As you can see, by avoiding a few basic electronic temptations you can avoid ever giving spammers a chance to spam you. It's really quite easy. The difficult part is your friends. You are even more likely to be sold out by your friends than you are to expose your self to spam. Of course, they never realize it. They mean the best. They want to keep your in their online address book, send you e-cards, use Outlook, and so on. Well, pass on the word. Tell them to stop. When I signed up for my spam-free account I sent an email to my friends announcing the new address and politely requesting that they refrain from e-cards and not email me from a computer using Outlook. It seems to have worked. To illustrate the opposite effect, here is a story about another email account.
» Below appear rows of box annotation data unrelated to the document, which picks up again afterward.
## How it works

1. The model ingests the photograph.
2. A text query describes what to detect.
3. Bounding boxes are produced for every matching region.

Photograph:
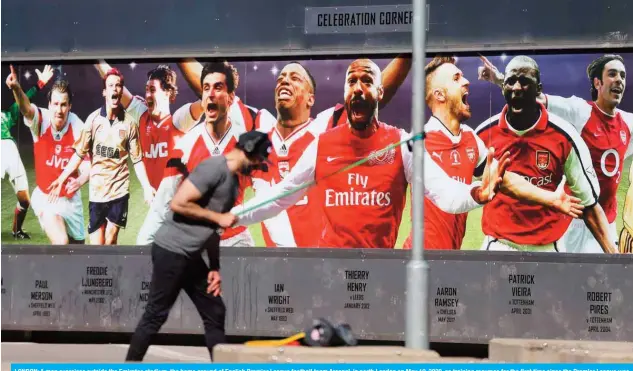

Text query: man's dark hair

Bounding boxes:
[47,79,73,104]
[587,54,624,100]
[200,62,240,93]
[103,67,125,89]
[424,55,457,104]
[147,64,178,100]
[508,55,541,84]
[288,61,316,95]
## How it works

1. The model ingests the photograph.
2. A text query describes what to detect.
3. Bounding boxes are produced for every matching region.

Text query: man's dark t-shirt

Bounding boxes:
[154,156,239,255]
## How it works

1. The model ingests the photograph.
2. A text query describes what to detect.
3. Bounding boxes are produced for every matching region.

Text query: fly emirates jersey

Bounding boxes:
[403,116,487,250]
[24,103,83,198]
[547,95,633,223]
[231,123,479,248]
[476,104,600,245]
[251,106,346,247]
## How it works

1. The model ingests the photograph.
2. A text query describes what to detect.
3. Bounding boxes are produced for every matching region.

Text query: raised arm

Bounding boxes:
[378,55,413,109]
[6,65,35,121]
[477,54,547,104]
[178,58,202,98]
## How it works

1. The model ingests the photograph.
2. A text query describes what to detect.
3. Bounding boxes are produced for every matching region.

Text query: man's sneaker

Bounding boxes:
[13,230,31,240]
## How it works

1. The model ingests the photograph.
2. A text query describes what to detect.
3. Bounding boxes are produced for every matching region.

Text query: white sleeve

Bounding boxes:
[172,103,198,133]
[424,151,482,214]
[473,132,486,180]
[559,123,600,206]
[231,138,319,225]
[618,110,633,159]
[400,129,414,184]
[545,94,591,131]
[400,130,482,214]
[24,103,45,142]
[125,95,147,125]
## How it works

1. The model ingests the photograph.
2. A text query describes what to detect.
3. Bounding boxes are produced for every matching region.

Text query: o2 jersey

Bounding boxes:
[403,116,488,250]
[24,103,84,198]
[476,105,600,245]
[546,95,633,223]
[231,123,479,248]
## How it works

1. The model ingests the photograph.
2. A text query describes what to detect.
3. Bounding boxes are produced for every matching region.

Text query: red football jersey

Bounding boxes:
[174,119,251,240]
[139,111,184,189]
[547,95,633,223]
[403,116,487,250]
[315,123,410,248]
[27,104,83,198]
[476,105,599,245]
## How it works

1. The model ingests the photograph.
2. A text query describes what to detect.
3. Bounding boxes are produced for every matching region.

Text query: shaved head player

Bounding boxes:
[480,54,633,253]
[232,59,507,248]
[476,56,615,253]
[404,56,582,250]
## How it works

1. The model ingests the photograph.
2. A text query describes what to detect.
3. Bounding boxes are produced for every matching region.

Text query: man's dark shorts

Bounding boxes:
[88,193,130,234]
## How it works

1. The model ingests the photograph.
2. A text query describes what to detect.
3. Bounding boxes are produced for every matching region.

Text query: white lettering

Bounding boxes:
[325,188,391,207]
[451,175,466,184]
[145,142,167,158]
[523,173,554,187]
[347,173,369,188]
[600,149,620,178]
[46,155,69,169]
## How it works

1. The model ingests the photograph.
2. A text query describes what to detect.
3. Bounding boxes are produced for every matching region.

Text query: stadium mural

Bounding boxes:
[2,54,633,253]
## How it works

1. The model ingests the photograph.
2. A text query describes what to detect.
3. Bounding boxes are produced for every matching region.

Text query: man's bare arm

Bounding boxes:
[583,203,618,254]
[500,172,585,218]
[378,55,413,109]
[6,65,35,121]
[170,179,223,224]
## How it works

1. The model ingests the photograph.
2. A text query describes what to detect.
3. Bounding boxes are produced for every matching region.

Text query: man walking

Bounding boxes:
[126,131,272,361]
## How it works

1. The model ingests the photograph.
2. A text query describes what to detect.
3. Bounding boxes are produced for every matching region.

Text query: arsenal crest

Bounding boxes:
[277,161,290,180]
[449,149,462,166]
[536,151,550,170]
[368,148,396,166]
[466,147,475,162]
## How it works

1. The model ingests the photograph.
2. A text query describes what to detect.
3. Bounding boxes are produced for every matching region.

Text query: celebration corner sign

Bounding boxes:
[305,4,412,34]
The same time I signed up for my spam-free account I signed up for another gmail account. I wanted to test gmail's security and policies by letting the account lie unused. I logged in regularly to check the account, but I never used it or even mentioned it to anyone. About six months later, the email account I use for work was having problems. So, I decided to send out an email from my alternate gmail account letting my bosses know that emails were bouncing. I sent one message to three people. A single message. None of them responded. But three days later my spam folder was flooded. Spam was coming from one source at first, then many. The address had been passed around, sold, re-sold, and shouted out high and wide. This happened without ever entering the address in a web form, without signing up for "free offers", and probably without my one boss even reading the message. Some weeks later I had to perform maintenance on his laptop. Sure enough, I found that he was using unpatched versions of Outlook and Internet Explorer and his computer was riddled with spyware. One or more of the spyware applications was probably checking daily for new additions to the Outlook address book and inbox. It found an email from me, slurped the address, and sent it off. This man is not the kind of person who downloads games or toys from strange places on the internet. He merely used unpatched applications with security holes. Then, through no action of his own, malicious attackers installed piles of software without his permission. And I now receive piles of spam in that email account.

So, that's the lesson for today. Keep your computer clean and send out your own invitation emails. And remember that it's not just for your own good. Your online habits affect everyone who interacts with you. Please be responsible.